Research Implications
In machine learning, models can continuously be tuned with new data, enabling further potential improvement in predictive capability. The amount of data available due to the advent of the electronic medical record is vast, hence the use of these methods in obstetrics is in its infancy. Continued exploration of different modeling and data abstraction techniques will be key to using machine learning to benefit our field.
This specific study represents the first large-scale predictive model using machine learning for use in a targeted population with largely positive results. At our institution, discussions have begun surrounding implementation of this model as a part of routine obstetric management. Continued model tuning will be necessary as more deliveries occur.
Strengths and Limitations
Strengths of this study include use of modern supervised machine learning techniques in a clinical condition that has not been extensively explored with this approach. This data set represents the largest directly-derived cohort to use these techniques. Additionally, the inclusion of nearly 500 variables in the data set provides a robust cohort from which to create the model, and this size has not been previously seen in the literature. As machine learning methods are centered upon improving performance with increasing inputs, this lends to a superior model. The use of independent validation and test cohorts also supports the strength and lack of bias in our model.
Limitations include the retrospective nature of this study as well as the use of a population from a single tertiary center. Given regional variations in patient populations, our results may not be generalizable to the United States population at large and we do note a higher rate of postpartum hemorrhage in our cohort than previously described. Further validation with an outside cohort is necessary.

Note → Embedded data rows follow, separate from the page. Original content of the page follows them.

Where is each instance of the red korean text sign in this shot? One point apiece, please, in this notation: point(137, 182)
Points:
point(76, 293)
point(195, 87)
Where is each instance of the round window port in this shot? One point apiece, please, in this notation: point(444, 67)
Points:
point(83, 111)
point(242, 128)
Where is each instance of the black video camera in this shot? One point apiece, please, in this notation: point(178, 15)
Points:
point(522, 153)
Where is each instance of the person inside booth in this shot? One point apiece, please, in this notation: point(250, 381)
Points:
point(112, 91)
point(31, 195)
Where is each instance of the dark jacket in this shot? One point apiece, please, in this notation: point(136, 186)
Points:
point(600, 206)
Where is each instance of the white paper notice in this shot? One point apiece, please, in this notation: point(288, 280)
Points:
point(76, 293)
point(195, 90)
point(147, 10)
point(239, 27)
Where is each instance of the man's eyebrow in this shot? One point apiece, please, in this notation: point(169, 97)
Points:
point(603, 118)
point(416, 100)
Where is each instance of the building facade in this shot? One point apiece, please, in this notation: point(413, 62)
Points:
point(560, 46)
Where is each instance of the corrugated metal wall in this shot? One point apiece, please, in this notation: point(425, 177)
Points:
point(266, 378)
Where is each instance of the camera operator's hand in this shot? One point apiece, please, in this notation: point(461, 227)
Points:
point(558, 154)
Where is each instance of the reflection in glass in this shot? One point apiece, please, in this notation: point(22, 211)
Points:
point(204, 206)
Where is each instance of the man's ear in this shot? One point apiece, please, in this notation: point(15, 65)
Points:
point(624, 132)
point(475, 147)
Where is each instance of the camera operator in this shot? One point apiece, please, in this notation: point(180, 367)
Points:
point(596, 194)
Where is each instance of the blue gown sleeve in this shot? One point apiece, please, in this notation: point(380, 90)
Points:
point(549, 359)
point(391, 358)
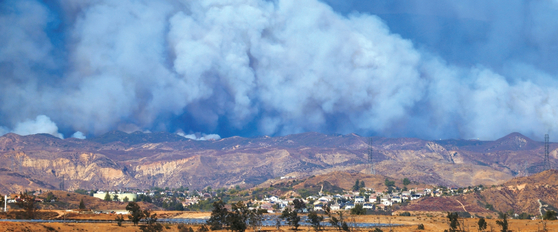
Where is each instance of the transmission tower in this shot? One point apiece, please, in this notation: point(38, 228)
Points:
point(546, 161)
point(370, 157)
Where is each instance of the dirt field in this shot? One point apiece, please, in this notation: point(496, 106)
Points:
point(410, 224)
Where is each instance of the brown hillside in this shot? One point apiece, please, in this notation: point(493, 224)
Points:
point(522, 194)
point(73, 199)
point(444, 204)
point(346, 180)
point(143, 160)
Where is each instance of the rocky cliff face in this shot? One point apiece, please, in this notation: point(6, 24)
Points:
point(138, 160)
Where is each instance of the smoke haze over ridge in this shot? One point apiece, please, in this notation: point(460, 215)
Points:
point(248, 67)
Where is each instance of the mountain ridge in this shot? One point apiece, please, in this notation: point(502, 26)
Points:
point(142, 160)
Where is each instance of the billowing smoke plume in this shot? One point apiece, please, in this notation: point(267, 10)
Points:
point(78, 135)
point(199, 136)
point(255, 67)
point(42, 124)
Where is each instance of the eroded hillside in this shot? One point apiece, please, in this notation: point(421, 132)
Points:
point(142, 160)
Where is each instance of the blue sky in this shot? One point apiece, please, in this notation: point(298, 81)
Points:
point(427, 69)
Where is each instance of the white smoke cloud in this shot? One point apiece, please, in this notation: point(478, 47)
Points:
point(42, 124)
point(276, 67)
point(4, 130)
point(78, 135)
point(199, 136)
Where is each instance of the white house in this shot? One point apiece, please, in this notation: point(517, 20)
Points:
point(335, 207)
point(359, 200)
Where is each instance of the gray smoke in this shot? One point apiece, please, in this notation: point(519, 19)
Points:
point(253, 67)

The use of the electronic medical record is an additional limitation to our study. Differences/duplications in both location and format of inputs have the potential to impair the accuracy of our abstracted data. The variables related to diagnosis codes are entirely dependent upon provider input and all applicable conditions may not have been entered. However, with a large data set, machine learning algorithms should be able to overcome this deficit as features with a high level of contribution to the outcome should persist when feature selection is implemented.
The class imbalance of positive/negative cases for postpartum hemorrhage in the data set is inevitable given the relatively low incidence of this condition in clinical practice. This was particularly evident in the Support Vector Machine models where every patient was predicted to not be at risk for postpartum hemorrhage. Use of a weighted loss could be considered to compensate for this imbalance.
Conclusions
In conclusion, machine learning methods are an underutilized approach in obstetrics and can be used to identify women at risk for postpartum hemorrhage who may benefit from individualized preventative measures. Models limited to data available prior to delivery perform nearly as well as those with more complete datasets, identifying nearly three-quarters of patients at risk, supporting their potential utility in the clinical setting.
Data Availability
The data is available to study collaborators.
Acknowledgements
The authors wish to thank the members of NYU Langone Health DataCore for their assistance in this project.
Footnotes
The authors report no conflict of interest.
This research was funded through an NYU CTSA grant UL1 TR001445 from the National Center for Advancing Translational Sciences, National Institutes of Health.